There’s a common thread of awe running through Judy Walters’ paintings, whether they depict the incredible colors of a sunset over the Lowcountry marshes or the sweeping vistas of a canyon in the West. Wherever she finds her muse, Walters brings viewers into that world with her, standing at the water’s edge with the breeze in their hair or catching their breath as they look out across the expanse with the sun on their back.

Growing up a coal miner’s daughter from Pikeville, Kentucky, Walters learned a love of simplicity and explored her creativity through any means she could—one of her favorites being the cardboard dollhouses she would make using pictures of furniture cut from the Sears catalogues. But it was the vibrancy of the colors that surrounded her in the mountains of eastern Kentucky that struck the deepest chord in her artist’s soul.

“"Those incredible colors awakened in me the desire to do something creative at an early age," she says.”

Before becoming a full-time artist in 2017, Walters spent years in the real estate industry as a developer and commercial appraiser. Even during that time with her focus on her career, she harbored a desire to improve the natural talent she’d shown since she was a child and explore it fully. It wasn’t until retirement in 2008 that she fully immersed herself in painting. Over the next ten years, she began taking art workshops and traveled to Europe to study with artists, attending the Florence Academy of Art and learning plein air painting to sharpen her skills.

With her muse being closely tied to the life and the landscapes in which she immerses herself, living in Charleston has given Walters an endless source of inspiration. She and her husband now live on Daniel Island. The artist paints from her studio on Daniel Island as well as from a studio on their boat, Boogie Babe IV.

“Being on the boat means the location of that studio could be any port along the Eastern seaboard,” she says. “My favorite subjects to paint are our landscapes, the water and the coastline of Eastern seaboard from Provincetown to Key West. The light and shadow of a sunset, marsh or a seascape inspires me to paint. Each sunset reminds me of how thankful I am for God's gift to me for that day. What better way to express gratitude for that than to capture it on a canvas?”

Walters’ expansive travels throughout Asia, Europe and Africa focused her eye for landscapes and instilled in her a unique vision in recreating them on the canvas. Her “art adventures” feed the energy of her brush, guide the colors of her palette and inspire the message that speaks from the resulting image.

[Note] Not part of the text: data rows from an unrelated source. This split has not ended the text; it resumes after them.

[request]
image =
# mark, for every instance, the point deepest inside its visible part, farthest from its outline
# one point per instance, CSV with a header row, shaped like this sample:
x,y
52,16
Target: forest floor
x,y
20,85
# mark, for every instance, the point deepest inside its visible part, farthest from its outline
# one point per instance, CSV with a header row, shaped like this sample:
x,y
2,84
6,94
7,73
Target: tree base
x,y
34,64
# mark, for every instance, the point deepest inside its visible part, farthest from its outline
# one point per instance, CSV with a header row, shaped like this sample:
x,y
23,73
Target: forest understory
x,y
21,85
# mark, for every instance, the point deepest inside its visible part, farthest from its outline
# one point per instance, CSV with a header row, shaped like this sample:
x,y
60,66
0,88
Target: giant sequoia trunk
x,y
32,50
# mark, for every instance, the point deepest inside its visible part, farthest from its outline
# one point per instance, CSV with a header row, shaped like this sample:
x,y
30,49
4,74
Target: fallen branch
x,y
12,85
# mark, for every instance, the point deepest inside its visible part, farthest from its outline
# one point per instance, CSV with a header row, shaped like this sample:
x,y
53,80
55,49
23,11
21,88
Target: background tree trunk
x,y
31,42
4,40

“As I pursue an art career, I am reminded that something lovely can be created simply with my paint and love of a subject,” says Walters, who has carried the lessons she was taught as a child with her throughout her life and now sees that beauty coming from simplicity as an artist.

As a style, Walters is particularly drawn to expressionism and prefers oil as her medium, “because the paint seems so fluid and gives me the ability of strong mark making,” she notes. Her trademark application is saturated hues with loose, expressive brushstrokes. Her paintings are almost a catalogue of natural light patterns and the effect that atmospheric light has on land and water.

Walters also loves to depict the sights of her childhood on canvas, using vibrant colors and brushwork to bring her memories to life. Admittedly, she finds her greatest challenge in “loosening up” and trying new techniques. Color values have also been a challenge to master, as the accomplished painter still struggles with the desire to use a pop of bright color in places that they may not particularly fit. Her style, however, is precisely what has so endeared her to her followers and her collectors. She is a member of the Mount Pleasant Artist Guild, Charleston Artist Guild, Oil Painters of America, American Impressionist Society, Artist Association of Nantucket and the National Oil and Acrylic Painters’ Society.

She currently shows her work at the Charleston Artist Guild Gallery and Perspective Gallery in Mount Pleasant and her work can be found online at judywaltersfineart.com.